At the Commonwealth Heads of Government meeting in Durban, Karen MacGregor hears educationists call for earlier teaching about Aids and more secondary places
GROWING numbers of pupils coming out of expanded primary systems will create huge pressure for more secondary places, Commonwealth leaders were told last week.
But secondary school systems in developing nations could start looking very different as well as bigger, with teenagers becoming distance learners with computers in community settings. One such British-funded project will soon begin in Mozambique.
The Commonwealth Secretariat will take to next year’s education ministers’ meeting in Canada a new three-year programme that reflects these trends.
The global “Education for All” conference, held in Jomtien, Thailand, in 1990, stressed access to primary education as a goal of the decade.
The secretariat’s director of human resource development, Professor Stephen Matlin, said that it was very important. “But one unfortunate consequence was that many donors and agencies focused their efforts on primary education and, as a corollary, largely withdrew from secondary and higher education,” he said.
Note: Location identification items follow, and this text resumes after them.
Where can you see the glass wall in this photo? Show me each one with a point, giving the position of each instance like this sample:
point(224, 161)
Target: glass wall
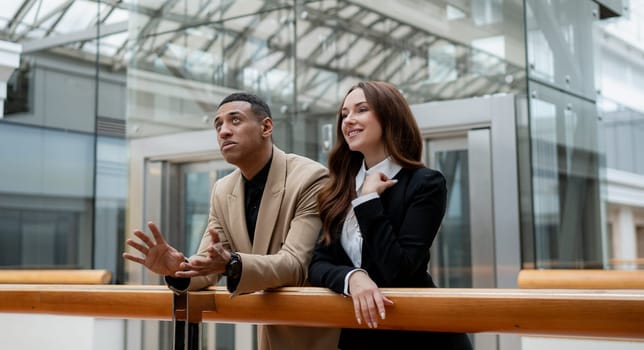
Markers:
point(562, 217)
point(63, 152)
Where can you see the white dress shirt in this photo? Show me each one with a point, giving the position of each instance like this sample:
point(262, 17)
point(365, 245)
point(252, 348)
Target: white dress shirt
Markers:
point(351, 238)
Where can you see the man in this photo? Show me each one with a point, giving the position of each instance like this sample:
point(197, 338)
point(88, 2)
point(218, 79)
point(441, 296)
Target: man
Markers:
point(263, 222)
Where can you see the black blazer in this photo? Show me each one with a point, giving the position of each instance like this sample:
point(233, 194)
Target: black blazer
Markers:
point(397, 229)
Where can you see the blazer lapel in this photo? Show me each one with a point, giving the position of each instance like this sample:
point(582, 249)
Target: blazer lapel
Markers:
point(237, 218)
point(269, 209)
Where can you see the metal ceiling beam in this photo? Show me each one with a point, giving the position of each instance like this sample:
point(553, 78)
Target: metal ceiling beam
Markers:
point(18, 17)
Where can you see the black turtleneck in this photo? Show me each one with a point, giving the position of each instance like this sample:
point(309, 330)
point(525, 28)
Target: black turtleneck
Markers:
point(253, 190)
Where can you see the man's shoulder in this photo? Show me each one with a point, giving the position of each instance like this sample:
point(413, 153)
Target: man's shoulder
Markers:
point(298, 161)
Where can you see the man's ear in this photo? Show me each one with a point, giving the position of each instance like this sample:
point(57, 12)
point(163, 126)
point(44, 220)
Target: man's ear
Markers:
point(267, 126)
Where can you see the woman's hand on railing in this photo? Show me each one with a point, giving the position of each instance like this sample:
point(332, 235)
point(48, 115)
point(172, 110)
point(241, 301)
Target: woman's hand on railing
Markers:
point(368, 300)
point(158, 255)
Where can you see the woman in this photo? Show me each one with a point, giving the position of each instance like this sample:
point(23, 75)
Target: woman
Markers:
point(379, 233)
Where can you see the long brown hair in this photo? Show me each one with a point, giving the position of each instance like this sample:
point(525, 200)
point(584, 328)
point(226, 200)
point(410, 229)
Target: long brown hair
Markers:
point(402, 140)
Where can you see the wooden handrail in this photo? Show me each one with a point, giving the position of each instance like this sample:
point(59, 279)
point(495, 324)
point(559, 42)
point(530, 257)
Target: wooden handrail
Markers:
point(600, 313)
point(581, 279)
point(55, 276)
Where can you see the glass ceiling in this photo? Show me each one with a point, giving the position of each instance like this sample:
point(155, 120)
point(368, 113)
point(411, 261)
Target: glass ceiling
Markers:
point(187, 36)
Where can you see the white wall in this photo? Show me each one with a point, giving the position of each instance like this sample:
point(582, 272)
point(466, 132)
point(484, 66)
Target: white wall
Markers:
point(49, 332)
point(539, 343)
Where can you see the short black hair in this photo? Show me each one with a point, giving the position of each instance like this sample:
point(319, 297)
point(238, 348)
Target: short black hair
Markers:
point(257, 105)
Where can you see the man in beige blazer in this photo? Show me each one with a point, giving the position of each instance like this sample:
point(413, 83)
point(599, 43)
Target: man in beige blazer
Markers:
point(262, 227)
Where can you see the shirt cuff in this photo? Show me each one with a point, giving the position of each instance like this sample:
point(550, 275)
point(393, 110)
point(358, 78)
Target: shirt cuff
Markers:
point(364, 198)
point(346, 280)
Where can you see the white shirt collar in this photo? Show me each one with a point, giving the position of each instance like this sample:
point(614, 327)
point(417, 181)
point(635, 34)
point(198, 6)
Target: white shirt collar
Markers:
point(388, 166)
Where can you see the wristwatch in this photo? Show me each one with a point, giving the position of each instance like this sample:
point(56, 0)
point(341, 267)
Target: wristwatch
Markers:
point(233, 267)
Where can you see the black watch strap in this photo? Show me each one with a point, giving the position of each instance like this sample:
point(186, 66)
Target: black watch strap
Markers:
point(233, 267)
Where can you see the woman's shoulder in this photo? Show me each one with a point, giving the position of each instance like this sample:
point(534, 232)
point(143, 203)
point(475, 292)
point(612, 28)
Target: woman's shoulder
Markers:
point(423, 174)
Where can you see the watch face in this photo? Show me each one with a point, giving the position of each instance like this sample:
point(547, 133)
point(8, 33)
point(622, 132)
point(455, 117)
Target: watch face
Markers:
point(233, 268)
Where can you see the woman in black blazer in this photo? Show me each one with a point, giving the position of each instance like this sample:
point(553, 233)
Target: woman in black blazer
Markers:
point(380, 212)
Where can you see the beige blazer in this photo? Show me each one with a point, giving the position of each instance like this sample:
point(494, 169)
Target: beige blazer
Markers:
point(287, 229)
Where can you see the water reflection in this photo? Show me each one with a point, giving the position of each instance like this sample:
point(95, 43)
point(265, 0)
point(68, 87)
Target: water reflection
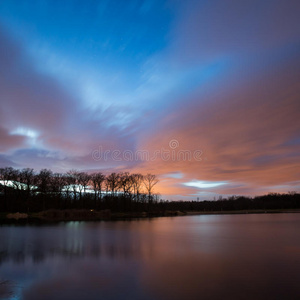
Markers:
point(207, 257)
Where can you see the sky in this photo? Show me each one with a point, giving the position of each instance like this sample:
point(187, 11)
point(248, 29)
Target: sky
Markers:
point(204, 94)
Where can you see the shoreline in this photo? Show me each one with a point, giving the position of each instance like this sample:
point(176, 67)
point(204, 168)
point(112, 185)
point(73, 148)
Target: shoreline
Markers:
point(106, 215)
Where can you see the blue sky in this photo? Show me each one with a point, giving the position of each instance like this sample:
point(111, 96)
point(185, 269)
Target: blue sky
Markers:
point(216, 76)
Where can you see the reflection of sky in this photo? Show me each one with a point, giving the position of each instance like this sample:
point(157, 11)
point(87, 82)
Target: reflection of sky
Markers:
point(163, 258)
point(217, 76)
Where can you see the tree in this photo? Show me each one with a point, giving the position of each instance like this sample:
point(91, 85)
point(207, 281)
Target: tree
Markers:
point(137, 180)
point(97, 180)
point(150, 180)
point(112, 182)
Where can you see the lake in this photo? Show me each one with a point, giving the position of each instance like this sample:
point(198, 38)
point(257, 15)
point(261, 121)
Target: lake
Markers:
point(250, 256)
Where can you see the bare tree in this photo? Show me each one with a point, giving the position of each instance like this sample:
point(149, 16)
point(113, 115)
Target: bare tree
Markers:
point(97, 180)
point(137, 181)
point(125, 182)
point(150, 180)
point(112, 182)
point(27, 177)
point(73, 181)
point(83, 180)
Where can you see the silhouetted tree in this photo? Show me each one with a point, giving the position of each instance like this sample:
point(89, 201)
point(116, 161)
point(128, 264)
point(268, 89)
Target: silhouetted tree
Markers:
point(150, 180)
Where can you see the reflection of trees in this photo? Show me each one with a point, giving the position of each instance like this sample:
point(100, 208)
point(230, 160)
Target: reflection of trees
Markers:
point(72, 243)
point(111, 251)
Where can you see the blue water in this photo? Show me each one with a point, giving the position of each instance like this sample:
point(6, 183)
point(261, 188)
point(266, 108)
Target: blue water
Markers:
point(191, 257)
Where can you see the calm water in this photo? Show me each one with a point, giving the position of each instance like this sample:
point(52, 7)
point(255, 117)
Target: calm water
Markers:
point(195, 257)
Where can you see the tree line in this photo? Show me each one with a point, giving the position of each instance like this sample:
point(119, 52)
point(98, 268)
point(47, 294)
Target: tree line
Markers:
point(28, 191)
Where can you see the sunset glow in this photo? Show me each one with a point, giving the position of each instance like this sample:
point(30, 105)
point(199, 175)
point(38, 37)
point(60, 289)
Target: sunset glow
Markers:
point(205, 94)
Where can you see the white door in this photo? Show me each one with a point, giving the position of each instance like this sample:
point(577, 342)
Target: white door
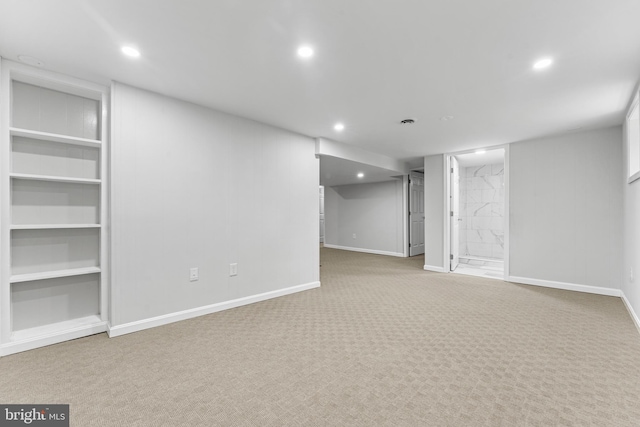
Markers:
point(416, 213)
point(455, 213)
point(321, 214)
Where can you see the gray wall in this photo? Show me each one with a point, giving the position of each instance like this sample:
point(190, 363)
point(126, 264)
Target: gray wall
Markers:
point(434, 211)
point(373, 212)
point(193, 187)
point(631, 237)
point(565, 216)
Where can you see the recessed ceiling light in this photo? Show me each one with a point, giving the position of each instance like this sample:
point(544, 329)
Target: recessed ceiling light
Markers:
point(130, 51)
point(30, 60)
point(543, 63)
point(305, 52)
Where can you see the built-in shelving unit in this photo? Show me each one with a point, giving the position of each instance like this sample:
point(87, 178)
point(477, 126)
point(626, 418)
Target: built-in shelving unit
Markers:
point(54, 280)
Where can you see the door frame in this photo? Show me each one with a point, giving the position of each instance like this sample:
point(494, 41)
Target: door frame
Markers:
point(447, 206)
point(407, 211)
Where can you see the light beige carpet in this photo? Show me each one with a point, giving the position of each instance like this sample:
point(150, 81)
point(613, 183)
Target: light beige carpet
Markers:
point(382, 343)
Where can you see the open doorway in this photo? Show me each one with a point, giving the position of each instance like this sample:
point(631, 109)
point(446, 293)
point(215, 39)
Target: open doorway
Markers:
point(416, 213)
point(478, 214)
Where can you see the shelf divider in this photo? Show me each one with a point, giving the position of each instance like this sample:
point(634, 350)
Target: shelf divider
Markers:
point(51, 226)
point(28, 277)
point(51, 178)
point(46, 136)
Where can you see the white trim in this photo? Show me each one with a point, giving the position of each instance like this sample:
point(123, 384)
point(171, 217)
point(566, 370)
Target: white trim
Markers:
point(434, 268)
point(507, 212)
point(405, 215)
point(366, 251)
point(632, 313)
point(446, 227)
point(140, 325)
point(566, 286)
point(53, 338)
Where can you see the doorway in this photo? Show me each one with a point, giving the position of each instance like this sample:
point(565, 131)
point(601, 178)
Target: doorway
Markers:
point(478, 205)
point(416, 213)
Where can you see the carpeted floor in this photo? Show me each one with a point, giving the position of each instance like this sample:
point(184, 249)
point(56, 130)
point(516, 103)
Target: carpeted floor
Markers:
point(381, 343)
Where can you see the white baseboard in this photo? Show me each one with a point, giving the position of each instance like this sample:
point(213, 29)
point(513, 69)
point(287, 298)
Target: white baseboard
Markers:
point(140, 325)
point(566, 286)
point(367, 251)
point(632, 313)
point(434, 268)
point(52, 338)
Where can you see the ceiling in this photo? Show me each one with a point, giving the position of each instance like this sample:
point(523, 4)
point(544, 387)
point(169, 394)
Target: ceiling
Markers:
point(335, 171)
point(489, 157)
point(375, 63)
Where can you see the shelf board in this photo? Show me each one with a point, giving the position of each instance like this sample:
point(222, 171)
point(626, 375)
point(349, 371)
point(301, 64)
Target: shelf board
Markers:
point(51, 226)
point(54, 178)
point(18, 278)
point(56, 328)
point(46, 136)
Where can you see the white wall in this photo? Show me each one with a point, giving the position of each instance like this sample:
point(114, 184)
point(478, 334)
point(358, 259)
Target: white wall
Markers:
point(434, 211)
point(192, 187)
point(630, 238)
point(565, 216)
point(373, 212)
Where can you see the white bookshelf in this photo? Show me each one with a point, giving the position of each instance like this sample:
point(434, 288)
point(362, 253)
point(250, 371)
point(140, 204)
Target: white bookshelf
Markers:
point(54, 178)
point(53, 182)
point(53, 137)
point(29, 277)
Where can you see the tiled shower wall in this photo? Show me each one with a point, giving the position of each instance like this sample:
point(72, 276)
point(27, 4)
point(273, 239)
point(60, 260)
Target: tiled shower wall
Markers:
point(482, 211)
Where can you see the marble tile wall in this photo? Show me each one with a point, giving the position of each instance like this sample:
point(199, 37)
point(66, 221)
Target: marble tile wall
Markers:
point(482, 211)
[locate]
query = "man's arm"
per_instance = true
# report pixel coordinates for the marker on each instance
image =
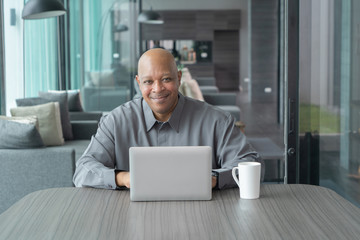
(96, 167)
(122, 179)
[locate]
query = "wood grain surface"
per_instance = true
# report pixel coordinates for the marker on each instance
(281, 212)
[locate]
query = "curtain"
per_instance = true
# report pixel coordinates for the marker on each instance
(40, 56)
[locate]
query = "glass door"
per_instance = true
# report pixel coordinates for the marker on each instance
(329, 96)
(103, 48)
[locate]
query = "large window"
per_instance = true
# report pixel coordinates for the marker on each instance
(329, 93)
(2, 93)
(102, 51)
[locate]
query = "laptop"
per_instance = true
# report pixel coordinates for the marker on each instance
(170, 173)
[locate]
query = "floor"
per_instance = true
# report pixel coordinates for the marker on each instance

There is mushrooming demand for secondary schooling, and growing interest in tertiary education but not enough school places.
The Commonwealth of Learning (COL), a Canadian-based commonwealth agency, is developing new ways of supporting out-of-school education for disadvantaged children.
It will soon begin an pound;800,000 pilot project in Mozambique, funded by the Department of International Development, making use of technology and existing resources such as community halls and locally-trained tutors.